Lompat ke isi utama

Berita

Plt. Kasek Bawaslu Lumajang Berharap Latsar Meneguhkan Disiplin dan Etika Kerja ASN Bawaslu

Latsar

Plt. Kepala Sekretariat Bawaslu Lumajang, Prajna Eka Puspitasari, menegaskan Latsar CPNS menjadi proses pembentukan disiplin, etika, dan integritas ASN

Lumajang – Plt. Kepala Sekretariat Bawaslu Kabupaten Lumajang, Prajna Eka Puspitasari, menilai Pelatihan Dasar (Latsar) yang diikuti dua CPNS Bawaslu Lumajang, Muhammad Fais dan Nindhy Afriskha Indraswari, merupakan bagian penting dari pembentukan karakter aparatur sebelum keduanya masuk ke rutinitas kerja lembaga.

Menurut Prajna, materi kelembagaan yang disampaikan oleh Raden Sony dari Puslitbang Bawaslu RI memberikan pondasi awal yang harus diterjemahkan dalam budaya kerja sehari-hari di sekretariat.
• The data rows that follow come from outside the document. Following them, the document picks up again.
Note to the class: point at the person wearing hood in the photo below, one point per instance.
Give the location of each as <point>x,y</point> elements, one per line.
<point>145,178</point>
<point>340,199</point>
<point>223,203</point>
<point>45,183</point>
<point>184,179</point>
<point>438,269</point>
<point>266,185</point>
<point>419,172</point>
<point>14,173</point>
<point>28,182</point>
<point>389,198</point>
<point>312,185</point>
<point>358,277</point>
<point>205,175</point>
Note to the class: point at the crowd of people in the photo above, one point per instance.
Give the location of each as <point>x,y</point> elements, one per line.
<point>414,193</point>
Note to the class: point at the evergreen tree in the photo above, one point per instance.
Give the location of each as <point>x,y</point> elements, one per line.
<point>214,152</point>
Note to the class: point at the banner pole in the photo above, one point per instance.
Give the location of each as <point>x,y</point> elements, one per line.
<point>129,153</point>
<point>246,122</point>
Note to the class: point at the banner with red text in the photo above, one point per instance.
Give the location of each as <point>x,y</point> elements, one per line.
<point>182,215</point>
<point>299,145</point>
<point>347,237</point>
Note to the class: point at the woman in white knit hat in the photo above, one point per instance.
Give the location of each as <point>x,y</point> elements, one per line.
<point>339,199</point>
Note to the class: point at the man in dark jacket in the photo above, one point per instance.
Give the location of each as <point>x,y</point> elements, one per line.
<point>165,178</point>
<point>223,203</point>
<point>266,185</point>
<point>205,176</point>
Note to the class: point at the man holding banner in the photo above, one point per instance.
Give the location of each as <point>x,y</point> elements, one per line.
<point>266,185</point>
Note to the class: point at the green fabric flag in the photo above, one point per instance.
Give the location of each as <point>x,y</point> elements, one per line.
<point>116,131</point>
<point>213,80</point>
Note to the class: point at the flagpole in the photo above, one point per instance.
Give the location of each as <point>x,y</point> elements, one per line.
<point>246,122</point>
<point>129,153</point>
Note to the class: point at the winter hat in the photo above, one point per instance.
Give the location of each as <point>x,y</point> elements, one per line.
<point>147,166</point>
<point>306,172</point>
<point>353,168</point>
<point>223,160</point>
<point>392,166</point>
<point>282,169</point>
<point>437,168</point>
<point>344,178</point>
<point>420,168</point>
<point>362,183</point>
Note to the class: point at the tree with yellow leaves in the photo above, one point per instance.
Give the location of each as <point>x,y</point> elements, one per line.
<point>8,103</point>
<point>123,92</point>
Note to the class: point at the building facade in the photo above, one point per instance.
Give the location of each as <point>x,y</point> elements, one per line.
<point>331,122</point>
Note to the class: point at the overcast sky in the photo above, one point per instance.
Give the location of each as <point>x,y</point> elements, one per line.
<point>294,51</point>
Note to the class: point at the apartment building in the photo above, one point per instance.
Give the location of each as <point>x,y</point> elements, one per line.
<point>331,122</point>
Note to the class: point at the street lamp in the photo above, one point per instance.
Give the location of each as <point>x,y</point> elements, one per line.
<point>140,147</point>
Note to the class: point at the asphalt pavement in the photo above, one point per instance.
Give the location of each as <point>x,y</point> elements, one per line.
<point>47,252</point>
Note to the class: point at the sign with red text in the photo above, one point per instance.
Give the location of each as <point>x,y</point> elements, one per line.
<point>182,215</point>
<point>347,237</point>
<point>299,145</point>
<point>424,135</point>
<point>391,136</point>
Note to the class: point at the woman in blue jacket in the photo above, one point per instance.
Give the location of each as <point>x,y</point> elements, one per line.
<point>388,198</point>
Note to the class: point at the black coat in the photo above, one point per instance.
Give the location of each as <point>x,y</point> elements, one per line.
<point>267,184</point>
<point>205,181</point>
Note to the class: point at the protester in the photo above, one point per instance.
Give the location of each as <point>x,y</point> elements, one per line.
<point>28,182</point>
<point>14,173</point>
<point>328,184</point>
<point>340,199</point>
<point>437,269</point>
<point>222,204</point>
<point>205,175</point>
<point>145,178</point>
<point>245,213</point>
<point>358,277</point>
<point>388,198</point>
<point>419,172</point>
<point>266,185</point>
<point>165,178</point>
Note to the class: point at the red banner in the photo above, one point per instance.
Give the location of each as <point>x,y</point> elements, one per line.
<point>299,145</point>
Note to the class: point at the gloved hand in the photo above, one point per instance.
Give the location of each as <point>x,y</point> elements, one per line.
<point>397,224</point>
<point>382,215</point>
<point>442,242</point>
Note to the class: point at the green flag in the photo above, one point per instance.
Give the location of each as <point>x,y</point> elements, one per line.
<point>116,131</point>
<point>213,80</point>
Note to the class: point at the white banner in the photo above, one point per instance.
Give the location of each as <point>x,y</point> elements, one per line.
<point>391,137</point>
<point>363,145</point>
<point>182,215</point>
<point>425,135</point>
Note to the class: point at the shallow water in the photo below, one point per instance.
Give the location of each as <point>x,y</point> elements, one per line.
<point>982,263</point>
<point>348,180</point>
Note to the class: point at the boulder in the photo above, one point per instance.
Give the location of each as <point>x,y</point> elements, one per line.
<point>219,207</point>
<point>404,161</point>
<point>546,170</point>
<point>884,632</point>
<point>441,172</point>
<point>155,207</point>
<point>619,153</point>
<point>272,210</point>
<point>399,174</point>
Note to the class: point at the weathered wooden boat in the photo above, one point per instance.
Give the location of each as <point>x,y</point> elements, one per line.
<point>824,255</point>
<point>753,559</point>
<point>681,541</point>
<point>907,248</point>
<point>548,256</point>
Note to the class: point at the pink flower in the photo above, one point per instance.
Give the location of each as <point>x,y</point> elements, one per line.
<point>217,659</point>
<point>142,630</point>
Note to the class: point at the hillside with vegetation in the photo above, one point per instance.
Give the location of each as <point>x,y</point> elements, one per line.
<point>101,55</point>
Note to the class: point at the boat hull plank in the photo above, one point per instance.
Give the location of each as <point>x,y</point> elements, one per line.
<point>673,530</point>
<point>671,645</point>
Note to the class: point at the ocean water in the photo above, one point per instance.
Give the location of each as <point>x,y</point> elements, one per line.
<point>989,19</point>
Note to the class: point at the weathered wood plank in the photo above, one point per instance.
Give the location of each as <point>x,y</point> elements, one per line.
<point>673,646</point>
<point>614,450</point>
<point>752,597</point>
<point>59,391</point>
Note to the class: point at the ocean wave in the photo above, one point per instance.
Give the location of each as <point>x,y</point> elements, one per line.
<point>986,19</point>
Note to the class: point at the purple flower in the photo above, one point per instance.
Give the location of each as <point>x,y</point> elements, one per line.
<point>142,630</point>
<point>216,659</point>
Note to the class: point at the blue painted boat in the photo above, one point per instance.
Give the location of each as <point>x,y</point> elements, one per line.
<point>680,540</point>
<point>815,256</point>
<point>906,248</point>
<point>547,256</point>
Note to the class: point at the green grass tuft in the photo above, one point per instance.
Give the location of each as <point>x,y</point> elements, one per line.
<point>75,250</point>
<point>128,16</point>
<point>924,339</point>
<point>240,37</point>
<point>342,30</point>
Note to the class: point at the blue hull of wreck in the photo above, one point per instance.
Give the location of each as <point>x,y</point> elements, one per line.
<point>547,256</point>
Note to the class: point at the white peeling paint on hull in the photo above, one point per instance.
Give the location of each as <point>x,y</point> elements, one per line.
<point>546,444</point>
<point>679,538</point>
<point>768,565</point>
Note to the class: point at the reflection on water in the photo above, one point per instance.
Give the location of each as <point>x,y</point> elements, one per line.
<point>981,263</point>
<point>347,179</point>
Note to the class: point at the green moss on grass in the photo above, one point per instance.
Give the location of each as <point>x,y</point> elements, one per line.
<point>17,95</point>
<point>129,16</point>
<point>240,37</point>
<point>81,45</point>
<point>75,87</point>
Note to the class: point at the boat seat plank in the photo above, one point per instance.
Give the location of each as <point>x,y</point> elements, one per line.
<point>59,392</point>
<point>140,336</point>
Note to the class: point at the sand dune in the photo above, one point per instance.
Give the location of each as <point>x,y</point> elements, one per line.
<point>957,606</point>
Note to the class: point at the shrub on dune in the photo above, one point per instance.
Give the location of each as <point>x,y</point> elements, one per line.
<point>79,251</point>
“Latsar ini bukan sekadar tahapan menuju status PNS. Ini proses pembentukan disiplin, etika, dan cara pandang ASN di Bawaslu. Di sini karakter diletakkan, sebelum bicara soal teknis pekerjaan,” ujar Prajna.

Ia menekankan bahwa tugas sekretariat tidak terpisahkan dari ruh pengawasan Pemilu. Administrasi, tata kelola, pelayanan, hingga dukungan teknis, menurutnya, harus berjalan seiring dengan prinsip integritas kelembagaan. Karena itu, pemahaman CPNS mengenai fungsi pencegahan, literasi demokrasi, hingga pentingnya independensi sebagaimana disampaikan dalam Latsar, menjadi modal awal yang tak bisa ditawar.

“Sekretariat adalah titik keseimbangan lembaga. Semua harus rapi, akurat, transparan, dan bisa dipertanggungjawabkan. Itulah mengapa ASN sekretariat harus siap bekerja dengan standar yang tinggi sejak hari pertama,” tuturnya.

Prajna juga menyoroti pesan narasumber soal tantangan di era digital dan dinamika pengawasan yang semakin cepat berubah. Baginya, tantangan itu menuntut ASN untuk adaptif, kolaboratif, dan sigap dalam merespons situasi.

“Kecepatan kerja di sekretariat harus diimbangi ketelitian dan sikap yang netral. Ini bukan pekerjaan yang bisa ditangani dengan mental yang setengah-setengah,” tambahnya.
Sebagai pimpinan kesekretariatan, Prajna memastikan pihaknya akan terus mengarahkan dan mendampingi perkembangan dua CPNS tersebut, mulai dari pembiasaan etos kerja, kepatuhan terhadap SOP, hingga evaluasi berkelanjutan.

“Kami ingin Fais dan Nindhy tumbuh sebagai ASN yang berkarakter, teliti dalam kerja, tertib dalam administrasi, dan kuat dalam integritas. Bekal Latsar ini harus menjadi pijakan kokoh sebelum mereka melangkah lebih jauh di Bawaslu,” ucapnya menutup pernyataan.